A malicious Trojan called "Skulls" is attacking Nokia's 7610 smart phone, and possibly other Symbian Series 60 devices, turning them into not-so-smart phones.
The software poses as a maintenance tool, but actually de-activates all links to Symbian system applications, such as e-mail and calendar, leaving the user able only to make and receive calls. The software replaces the menu icons with images of skulls.
"We have located several freeware and shareware sites offering a program, called Extended Theme Manager, that contains a Trojan horse," Mikko Hypponen, director of anti-virus research at Helsinki-based F-Secure, who issued a warning about Skulls on Friday. "The virus writer is going by the name Tee-222."
The Extended Theme Manager program looked "pretty convincing" as a freeware maintenance tool, said Hypponen. Many freeware sites have apparently not bothered to verify it or even try it out. Most monitored sites, he said, have since removed the program.
When installing the file "extended theme.sis", Symbian phone users are informed by the operating system (OS) that the software is not Symbian Signed - a trusted software application program initiated by the OS developer - and asked if they want to continue, according to Hypponen.
"This is definitely a good warning but the problem is that any advanced PC user who downloads software regularly sees this kind of warning 99 percent of the time and simply clicks OK," he said. "So the warning isn't really protecting much."

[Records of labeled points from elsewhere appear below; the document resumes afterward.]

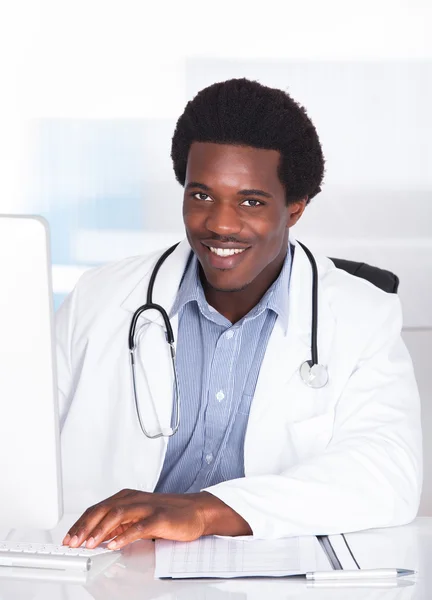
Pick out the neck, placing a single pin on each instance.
(234, 305)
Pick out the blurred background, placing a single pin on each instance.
(92, 91)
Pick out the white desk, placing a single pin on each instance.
(131, 577)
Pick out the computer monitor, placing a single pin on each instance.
(30, 476)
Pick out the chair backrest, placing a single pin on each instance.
(385, 280)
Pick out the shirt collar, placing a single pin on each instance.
(275, 298)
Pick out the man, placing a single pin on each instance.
(257, 451)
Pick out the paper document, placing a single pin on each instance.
(230, 557)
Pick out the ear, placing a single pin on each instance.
(295, 211)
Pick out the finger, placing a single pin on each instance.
(117, 531)
(142, 530)
(77, 534)
(119, 515)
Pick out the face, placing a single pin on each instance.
(235, 214)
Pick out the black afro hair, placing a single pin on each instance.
(246, 113)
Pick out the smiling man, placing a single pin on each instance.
(257, 450)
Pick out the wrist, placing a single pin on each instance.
(220, 519)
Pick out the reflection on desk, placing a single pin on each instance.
(132, 577)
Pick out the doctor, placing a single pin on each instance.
(259, 448)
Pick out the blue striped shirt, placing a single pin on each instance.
(218, 365)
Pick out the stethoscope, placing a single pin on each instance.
(311, 372)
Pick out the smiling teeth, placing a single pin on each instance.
(227, 251)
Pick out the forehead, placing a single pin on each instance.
(241, 166)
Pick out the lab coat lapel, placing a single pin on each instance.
(154, 370)
(280, 390)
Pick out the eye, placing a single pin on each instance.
(253, 203)
(201, 196)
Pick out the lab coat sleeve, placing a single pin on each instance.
(370, 473)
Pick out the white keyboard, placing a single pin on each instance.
(49, 556)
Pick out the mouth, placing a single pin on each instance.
(224, 257)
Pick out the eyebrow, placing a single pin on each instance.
(206, 188)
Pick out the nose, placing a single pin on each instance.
(223, 219)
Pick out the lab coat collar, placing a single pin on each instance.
(299, 303)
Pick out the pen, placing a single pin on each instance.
(359, 574)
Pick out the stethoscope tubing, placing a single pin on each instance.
(313, 379)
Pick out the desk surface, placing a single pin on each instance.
(131, 577)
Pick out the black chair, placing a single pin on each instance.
(385, 280)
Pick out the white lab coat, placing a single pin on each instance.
(341, 458)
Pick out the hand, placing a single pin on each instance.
(130, 515)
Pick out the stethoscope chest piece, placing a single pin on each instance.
(314, 376)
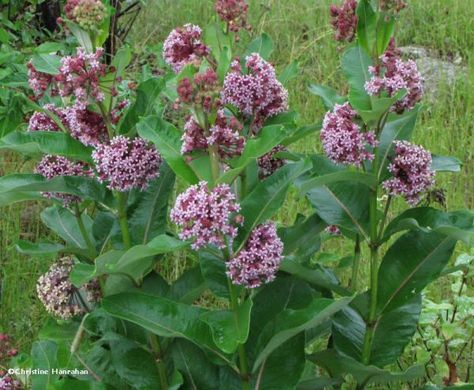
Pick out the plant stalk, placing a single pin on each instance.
(243, 364)
(160, 364)
(122, 214)
(82, 228)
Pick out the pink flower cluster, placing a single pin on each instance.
(411, 170)
(234, 13)
(125, 163)
(85, 125)
(183, 46)
(225, 134)
(79, 76)
(344, 20)
(342, 139)
(7, 382)
(7, 351)
(258, 93)
(59, 296)
(203, 90)
(88, 14)
(41, 121)
(204, 215)
(269, 163)
(55, 166)
(393, 75)
(258, 261)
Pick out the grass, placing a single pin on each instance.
(301, 32)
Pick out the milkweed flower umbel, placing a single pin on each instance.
(234, 13)
(258, 262)
(183, 46)
(342, 139)
(393, 75)
(89, 14)
(257, 93)
(126, 163)
(59, 296)
(57, 166)
(204, 215)
(411, 171)
(344, 20)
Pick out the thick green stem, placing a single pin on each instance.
(243, 364)
(355, 265)
(122, 214)
(160, 364)
(83, 230)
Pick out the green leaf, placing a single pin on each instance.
(82, 36)
(318, 277)
(355, 66)
(198, 371)
(168, 141)
(290, 72)
(282, 370)
(446, 164)
(414, 260)
(189, 286)
(229, 329)
(328, 95)
(214, 272)
(266, 140)
(44, 357)
(65, 225)
(393, 330)
(48, 142)
(366, 26)
(267, 197)
(457, 224)
(289, 323)
(150, 215)
(397, 128)
(161, 316)
(339, 365)
(262, 45)
(302, 240)
(148, 92)
(46, 63)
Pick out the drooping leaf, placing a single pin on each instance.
(414, 260)
(329, 96)
(150, 215)
(168, 141)
(46, 142)
(267, 197)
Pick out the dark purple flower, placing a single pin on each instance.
(126, 164)
(269, 163)
(344, 20)
(57, 166)
(342, 139)
(59, 296)
(257, 93)
(204, 215)
(411, 170)
(393, 75)
(183, 46)
(234, 13)
(257, 263)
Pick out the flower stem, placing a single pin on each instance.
(155, 346)
(244, 371)
(82, 228)
(122, 214)
(355, 265)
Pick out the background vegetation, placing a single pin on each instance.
(301, 32)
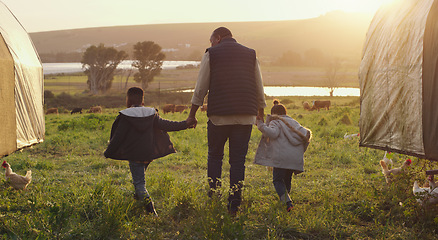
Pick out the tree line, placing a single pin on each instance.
(100, 64)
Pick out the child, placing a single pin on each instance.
(137, 136)
(282, 147)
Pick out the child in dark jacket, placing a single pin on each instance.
(139, 135)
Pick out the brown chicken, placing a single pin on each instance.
(388, 173)
(16, 181)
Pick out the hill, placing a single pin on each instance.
(337, 34)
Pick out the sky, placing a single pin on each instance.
(48, 15)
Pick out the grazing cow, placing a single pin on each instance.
(168, 108)
(96, 109)
(180, 108)
(320, 104)
(52, 111)
(306, 106)
(76, 110)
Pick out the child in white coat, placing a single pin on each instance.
(282, 147)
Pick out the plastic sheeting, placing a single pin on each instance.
(28, 81)
(392, 84)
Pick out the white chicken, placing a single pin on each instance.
(426, 195)
(16, 181)
(388, 173)
(388, 158)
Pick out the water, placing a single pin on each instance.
(279, 91)
(310, 91)
(56, 68)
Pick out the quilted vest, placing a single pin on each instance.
(232, 79)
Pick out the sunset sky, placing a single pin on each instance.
(47, 15)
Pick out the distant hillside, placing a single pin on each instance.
(335, 34)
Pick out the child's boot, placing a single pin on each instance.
(286, 198)
(150, 206)
(289, 206)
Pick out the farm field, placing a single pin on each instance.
(171, 79)
(76, 193)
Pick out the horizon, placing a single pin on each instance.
(39, 16)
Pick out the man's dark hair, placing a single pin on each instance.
(222, 32)
(135, 96)
(278, 108)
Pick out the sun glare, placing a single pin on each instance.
(369, 6)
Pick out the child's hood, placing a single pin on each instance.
(289, 134)
(141, 118)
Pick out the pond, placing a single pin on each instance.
(56, 68)
(310, 91)
(279, 91)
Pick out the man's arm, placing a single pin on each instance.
(260, 91)
(201, 89)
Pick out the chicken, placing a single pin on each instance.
(390, 172)
(425, 195)
(388, 158)
(16, 181)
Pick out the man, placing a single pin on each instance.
(230, 73)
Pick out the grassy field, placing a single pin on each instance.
(171, 79)
(78, 194)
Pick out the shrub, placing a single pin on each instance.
(48, 94)
(345, 120)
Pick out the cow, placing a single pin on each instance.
(320, 104)
(180, 108)
(306, 106)
(52, 111)
(168, 108)
(96, 109)
(76, 110)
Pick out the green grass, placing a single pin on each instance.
(78, 194)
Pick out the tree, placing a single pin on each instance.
(100, 64)
(332, 74)
(148, 59)
(290, 58)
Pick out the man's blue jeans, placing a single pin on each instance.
(238, 136)
(138, 179)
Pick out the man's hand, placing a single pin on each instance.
(261, 115)
(191, 122)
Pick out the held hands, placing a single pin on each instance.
(260, 118)
(261, 115)
(191, 122)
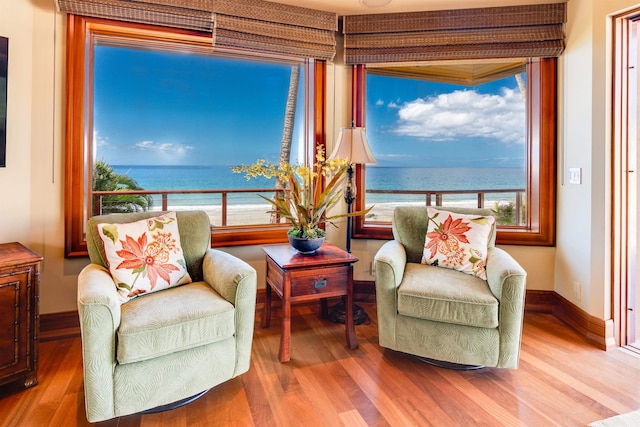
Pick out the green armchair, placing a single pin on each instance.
(168, 346)
(446, 316)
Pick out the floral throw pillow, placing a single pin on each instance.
(458, 241)
(144, 256)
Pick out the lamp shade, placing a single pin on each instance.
(352, 145)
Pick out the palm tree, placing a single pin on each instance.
(287, 131)
(106, 179)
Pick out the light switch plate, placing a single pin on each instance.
(575, 175)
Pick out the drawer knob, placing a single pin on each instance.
(320, 283)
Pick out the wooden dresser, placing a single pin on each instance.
(19, 319)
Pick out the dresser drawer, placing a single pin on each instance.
(320, 281)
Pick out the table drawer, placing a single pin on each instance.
(325, 280)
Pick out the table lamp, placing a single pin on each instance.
(351, 145)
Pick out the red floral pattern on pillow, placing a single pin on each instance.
(459, 242)
(144, 256)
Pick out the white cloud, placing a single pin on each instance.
(465, 114)
(98, 140)
(162, 147)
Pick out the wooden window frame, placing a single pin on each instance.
(541, 161)
(81, 31)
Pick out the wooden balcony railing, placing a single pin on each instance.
(436, 198)
(430, 197)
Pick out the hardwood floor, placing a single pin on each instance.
(561, 381)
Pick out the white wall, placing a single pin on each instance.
(584, 214)
(32, 184)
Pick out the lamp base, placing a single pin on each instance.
(337, 314)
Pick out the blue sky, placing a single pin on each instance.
(178, 109)
(182, 109)
(419, 123)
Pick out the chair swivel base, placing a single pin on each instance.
(175, 405)
(449, 365)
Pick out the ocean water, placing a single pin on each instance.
(379, 178)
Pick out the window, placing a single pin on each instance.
(421, 129)
(160, 115)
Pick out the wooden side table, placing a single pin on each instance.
(19, 318)
(296, 277)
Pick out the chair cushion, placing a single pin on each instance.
(458, 241)
(144, 256)
(173, 320)
(449, 296)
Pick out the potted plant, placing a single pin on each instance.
(304, 201)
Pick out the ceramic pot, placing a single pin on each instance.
(304, 245)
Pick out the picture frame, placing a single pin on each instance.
(4, 61)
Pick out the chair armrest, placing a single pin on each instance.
(504, 274)
(230, 276)
(99, 313)
(389, 263)
(98, 296)
(237, 282)
(507, 280)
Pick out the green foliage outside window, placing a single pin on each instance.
(106, 179)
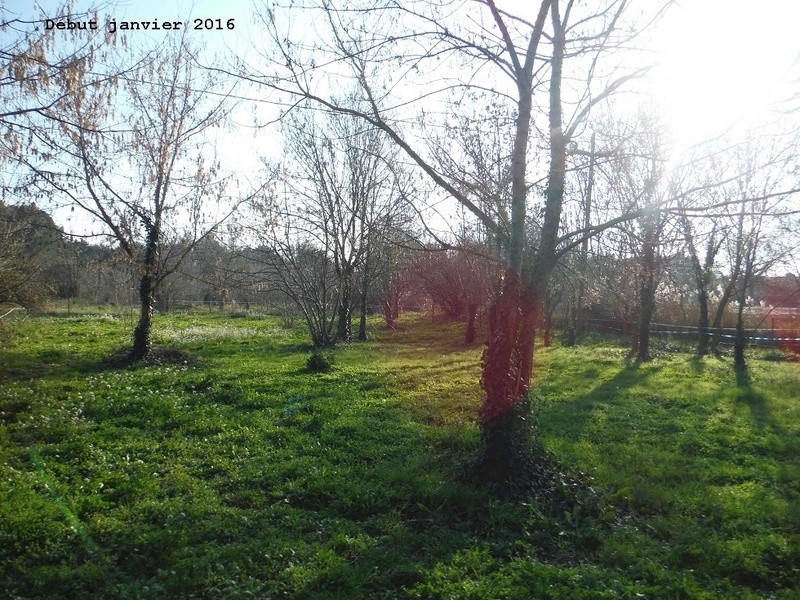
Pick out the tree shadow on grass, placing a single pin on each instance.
(573, 416)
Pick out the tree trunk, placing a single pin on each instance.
(344, 329)
(362, 319)
(147, 293)
(646, 309)
(472, 313)
(740, 340)
(507, 369)
(702, 325)
(508, 357)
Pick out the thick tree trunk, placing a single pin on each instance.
(646, 311)
(507, 369)
(344, 328)
(142, 341)
(508, 357)
(472, 313)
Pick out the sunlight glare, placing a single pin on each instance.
(721, 63)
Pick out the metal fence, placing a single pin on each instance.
(759, 337)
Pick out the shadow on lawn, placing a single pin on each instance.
(573, 416)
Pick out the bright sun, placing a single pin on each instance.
(722, 63)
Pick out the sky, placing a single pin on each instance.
(718, 62)
(722, 62)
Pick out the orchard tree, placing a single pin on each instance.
(341, 194)
(135, 155)
(475, 50)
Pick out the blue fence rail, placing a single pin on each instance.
(760, 337)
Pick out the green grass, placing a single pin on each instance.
(243, 474)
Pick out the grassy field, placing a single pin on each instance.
(241, 474)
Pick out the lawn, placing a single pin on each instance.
(241, 474)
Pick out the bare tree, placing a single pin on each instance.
(414, 37)
(135, 155)
(343, 193)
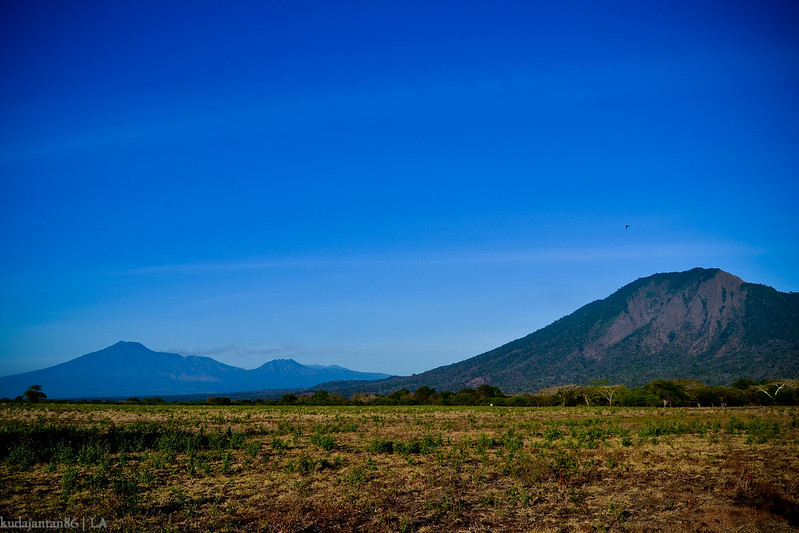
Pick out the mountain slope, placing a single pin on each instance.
(130, 369)
(703, 324)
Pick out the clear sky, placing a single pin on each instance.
(388, 186)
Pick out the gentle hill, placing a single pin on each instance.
(701, 324)
(131, 369)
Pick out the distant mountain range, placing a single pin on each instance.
(701, 324)
(130, 369)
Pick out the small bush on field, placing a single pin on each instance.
(326, 442)
(380, 445)
(69, 482)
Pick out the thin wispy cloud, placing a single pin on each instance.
(492, 257)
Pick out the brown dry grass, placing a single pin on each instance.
(446, 469)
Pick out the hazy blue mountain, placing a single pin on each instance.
(702, 324)
(130, 369)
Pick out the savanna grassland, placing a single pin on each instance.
(419, 468)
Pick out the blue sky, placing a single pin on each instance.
(388, 186)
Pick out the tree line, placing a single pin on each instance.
(658, 393)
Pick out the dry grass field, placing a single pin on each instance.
(255, 468)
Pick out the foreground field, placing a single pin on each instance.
(200, 468)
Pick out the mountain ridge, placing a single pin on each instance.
(131, 369)
(701, 324)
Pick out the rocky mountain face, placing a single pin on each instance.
(701, 324)
(130, 369)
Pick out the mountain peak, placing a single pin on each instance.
(703, 323)
(131, 369)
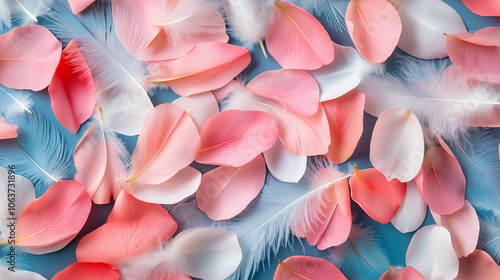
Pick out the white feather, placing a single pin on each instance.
(248, 20)
(448, 105)
(263, 228)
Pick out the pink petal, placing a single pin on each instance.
(207, 66)
(441, 180)
(7, 131)
(488, 8)
(201, 107)
(236, 137)
(297, 90)
(326, 219)
(374, 27)
(161, 30)
(183, 184)
(85, 271)
(29, 56)
(345, 117)
(133, 227)
(379, 198)
(296, 39)
(71, 90)
(410, 273)
(478, 265)
(304, 267)
(463, 226)
(226, 191)
(478, 54)
(78, 6)
(168, 142)
(60, 213)
(99, 165)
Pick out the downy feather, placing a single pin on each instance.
(478, 158)
(40, 153)
(333, 10)
(118, 77)
(264, 227)
(248, 20)
(14, 102)
(489, 236)
(448, 106)
(362, 256)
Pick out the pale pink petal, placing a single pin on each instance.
(374, 27)
(478, 54)
(207, 66)
(463, 226)
(160, 30)
(79, 5)
(305, 267)
(236, 137)
(478, 265)
(87, 270)
(7, 131)
(168, 142)
(379, 198)
(133, 227)
(29, 56)
(71, 90)
(201, 107)
(226, 191)
(99, 165)
(488, 8)
(296, 39)
(297, 90)
(441, 180)
(345, 117)
(59, 213)
(183, 184)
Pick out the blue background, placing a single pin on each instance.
(391, 239)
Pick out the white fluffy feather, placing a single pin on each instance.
(447, 105)
(248, 19)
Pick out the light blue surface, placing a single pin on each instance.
(394, 241)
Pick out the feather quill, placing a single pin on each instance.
(14, 102)
(40, 153)
(118, 77)
(449, 106)
(362, 256)
(264, 227)
(489, 236)
(479, 162)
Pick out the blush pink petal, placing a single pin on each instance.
(296, 39)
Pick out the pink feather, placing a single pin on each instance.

Most users should be able to pick themselves up and dust themselves off, as they can get the features back with a hard reset, said Hypponen. They will lose all private data, such as phone books and calendars, but will hopefully have a copy synchronised on their PC.
Earlier this year, the Symbian operating system software was the target of the Cabir virus, which, like Skulls, transmits a .sis file. But unlike Cabir, which scans for accessible phones within Bluetooth range and makes a copy of itself, Skulls is not self-replicating.